Affolés, les hommes survivants de la caravane, aussi bien éclaireur que forgerons et membres du Shishou Ren, fuyaient tous devant l'ardeur démesurée de l'immense divinité. Ils couraient à toute vitesse sans direction précise, menaçant de trébucher sur les nombreux obstacles, essayant d'échapper aux terribles bras. Ces derniers, rendus invisibles par la végétation en étaient d'autant plus imprévisibles. Personne ne pouvait les voir arriver, ou savoir quand l'un trouerait le feuillage.

Une vague d'homme éperdus apparurent entre les troncs, suivi par Jiko et les trois autres hommes qui, alourdis par leur fardeau, avançaient plus lentement quoique courant à perdre haleine.

- Bande de lâches, attendez nous ! cria Jiko en forçant l'allure.

Malgré sa petite taille, il progressait à foulées rapides, courant aussi vite que ses compagnons.

- On ne peut plus compter sur personne, rouspéta t-il sans ralentir.

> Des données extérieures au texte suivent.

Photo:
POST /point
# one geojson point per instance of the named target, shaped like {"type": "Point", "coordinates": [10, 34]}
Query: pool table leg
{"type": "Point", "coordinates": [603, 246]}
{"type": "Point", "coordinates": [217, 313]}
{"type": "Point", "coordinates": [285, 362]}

Il leva la tête. Au dessus d'eux, on pouvait clairement voir se détacher une gigantesque main sur des frondaisons des arbres ! La voyant avancer vers eux, le bonze ne put retenir une grimace.

- Aïe, aïe, aïe, aïe, aïe !! fit-il à nouveau tandis que le chariot s'égaillait au milieu des cris affolés de ses camarades.

Portés par les quatre hommes qui s'étaient retournés tout en courant pour constater la menace, ce dernier effectua un demi tour sur lui même avant de repartir à fond de train. Juste avant qu'un énorme paquet de substance étincelante et indigo vienne s'écraser dans un grand fracas sur l'endroit ou il s'étaient tenus. Un peu plus loin, Jiko et ses acolytes, sans regarder où il mettaient les pieds, dégringolèrent avec le réceptacle au fond d'un ravin. Celui ci était petit certes, mais très encaissé. C'était la débandade.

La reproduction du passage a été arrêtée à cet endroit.